Description of problem: When creating a volume snapshot, the back-end operation 'taking a lvm_snapshot and starting brick' for the each brick are executed in parallel using synctask framework. brick_start was releasing a big_lock with brick_connect and does a lock again. This will cause a deadlock in some race condition where main-thread waiting for one of the synctask thread to finish and synctask-thread waiting for the big_lock.
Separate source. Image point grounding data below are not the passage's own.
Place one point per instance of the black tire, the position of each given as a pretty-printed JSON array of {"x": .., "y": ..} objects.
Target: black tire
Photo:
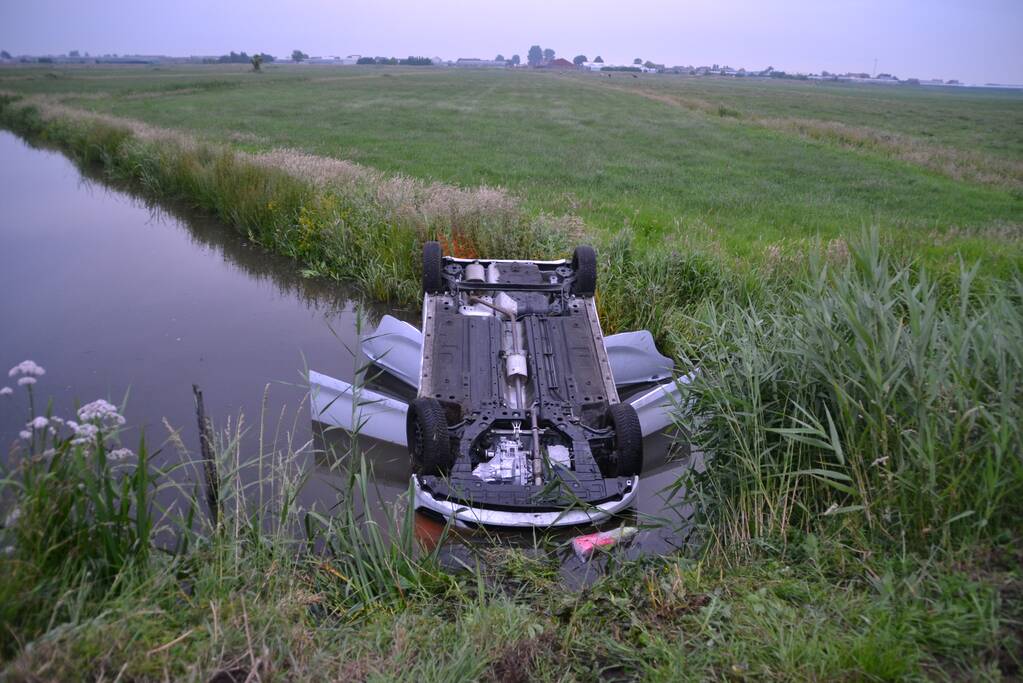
[
  {"x": 433, "y": 265},
  {"x": 429, "y": 443},
  {"x": 628, "y": 439},
  {"x": 584, "y": 265}
]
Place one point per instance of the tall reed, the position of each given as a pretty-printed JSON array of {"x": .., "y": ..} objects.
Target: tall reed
[{"x": 866, "y": 404}]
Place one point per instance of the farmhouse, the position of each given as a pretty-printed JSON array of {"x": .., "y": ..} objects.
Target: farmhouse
[
  {"x": 474, "y": 62},
  {"x": 560, "y": 62}
]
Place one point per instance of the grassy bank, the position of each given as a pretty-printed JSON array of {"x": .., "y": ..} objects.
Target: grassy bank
[
  {"x": 936, "y": 171},
  {"x": 346, "y": 222},
  {"x": 272, "y": 591}
]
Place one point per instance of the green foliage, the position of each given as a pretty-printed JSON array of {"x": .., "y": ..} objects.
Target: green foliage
[{"x": 863, "y": 402}]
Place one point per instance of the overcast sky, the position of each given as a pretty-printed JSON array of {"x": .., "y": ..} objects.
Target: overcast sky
[{"x": 971, "y": 40}]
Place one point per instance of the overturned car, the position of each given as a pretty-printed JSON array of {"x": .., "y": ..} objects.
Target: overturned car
[{"x": 518, "y": 418}]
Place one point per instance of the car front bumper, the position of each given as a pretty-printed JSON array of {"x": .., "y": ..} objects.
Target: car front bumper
[{"x": 465, "y": 515}]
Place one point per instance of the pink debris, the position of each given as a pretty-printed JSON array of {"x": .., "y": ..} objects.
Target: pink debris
[{"x": 586, "y": 545}]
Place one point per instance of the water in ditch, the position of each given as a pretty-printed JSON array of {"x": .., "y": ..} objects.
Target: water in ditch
[{"x": 122, "y": 300}]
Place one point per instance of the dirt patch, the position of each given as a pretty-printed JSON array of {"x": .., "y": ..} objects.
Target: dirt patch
[{"x": 517, "y": 662}]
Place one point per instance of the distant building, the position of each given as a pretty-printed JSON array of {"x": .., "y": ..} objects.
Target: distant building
[
  {"x": 560, "y": 62},
  {"x": 474, "y": 62}
]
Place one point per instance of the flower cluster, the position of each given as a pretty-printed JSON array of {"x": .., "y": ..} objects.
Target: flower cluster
[
  {"x": 27, "y": 368},
  {"x": 29, "y": 371},
  {"x": 84, "y": 434},
  {"x": 100, "y": 412}
]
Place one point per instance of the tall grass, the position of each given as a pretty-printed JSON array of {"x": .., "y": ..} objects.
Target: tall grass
[
  {"x": 866, "y": 404},
  {"x": 87, "y": 524},
  {"x": 337, "y": 219}
]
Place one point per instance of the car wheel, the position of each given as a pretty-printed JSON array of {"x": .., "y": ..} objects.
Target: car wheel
[
  {"x": 433, "y": 279},
  {"x": 584, "y": 265},
  {"x": 429, "y": 443},
  {"x": 628, "y": 439}
]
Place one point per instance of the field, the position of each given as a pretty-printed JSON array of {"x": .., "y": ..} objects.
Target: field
[
  {"x": 653, "y": 152},
  {"x": 841, "y": 262}
]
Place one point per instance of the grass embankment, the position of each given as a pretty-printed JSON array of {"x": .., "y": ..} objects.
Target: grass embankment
[
  {"x": 350, "y": 223},
  {"x": 857, "y": 519},
  {"x": 799, "y": 163}
]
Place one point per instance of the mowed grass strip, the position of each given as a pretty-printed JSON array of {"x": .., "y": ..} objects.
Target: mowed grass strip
[{"x": 572, "y": 145}]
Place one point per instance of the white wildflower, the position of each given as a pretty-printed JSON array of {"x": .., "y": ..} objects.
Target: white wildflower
[
  {"x": 84, "y": 435},
  {"x": 12, "y": 516},
  {"x": 27, "y": 368},
  {"x": 120, "y": 454},
  {"x": 100, "y": 411}
]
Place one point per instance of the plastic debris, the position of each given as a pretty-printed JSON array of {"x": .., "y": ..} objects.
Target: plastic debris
[{"x": 585, "y": 546}]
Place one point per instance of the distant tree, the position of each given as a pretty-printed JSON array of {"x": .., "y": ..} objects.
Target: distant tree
[
  {"x": 535, "y": 56},
  {"x": 234, "y": 58}
]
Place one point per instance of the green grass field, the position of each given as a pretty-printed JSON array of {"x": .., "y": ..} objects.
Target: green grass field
[
  {"x": 652, "y": 152},
  {"x": 841, "y": 262}
]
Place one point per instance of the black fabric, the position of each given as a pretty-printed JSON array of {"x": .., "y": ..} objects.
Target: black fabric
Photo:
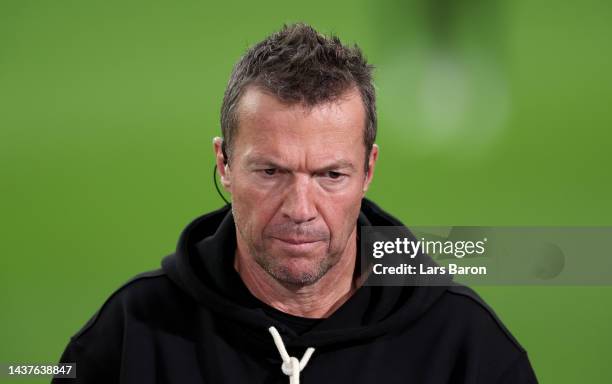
[{"x": 194, "y": 321}]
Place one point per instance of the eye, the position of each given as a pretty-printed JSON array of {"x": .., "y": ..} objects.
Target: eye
[{"x": 334, "y": 175}]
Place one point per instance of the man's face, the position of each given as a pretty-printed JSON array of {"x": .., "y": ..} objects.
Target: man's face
[{"x": 297, "y": 177}]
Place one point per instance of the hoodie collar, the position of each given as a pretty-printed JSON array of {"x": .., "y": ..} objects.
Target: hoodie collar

Version-Release number of selected component (if applicable): 3.5.0 How reproducible: Not awlays Steps to Reproduce: 1. Execute the test-case 'tests/bugs/bug-1090042.t' in loop for': for i in {1..100}; do ./tests/bugs/bug-1090042.t ; done' Actual results: glusterd hangs Expected results: glusterd should not hang Additional info:
REVIEW: http://review.gluster.org/7842 (glusterd/snapshot: brick_start shouldn't be done from child thread) posted (#4) for review on master by Vijaikumar Mallikarjuna (vmallika)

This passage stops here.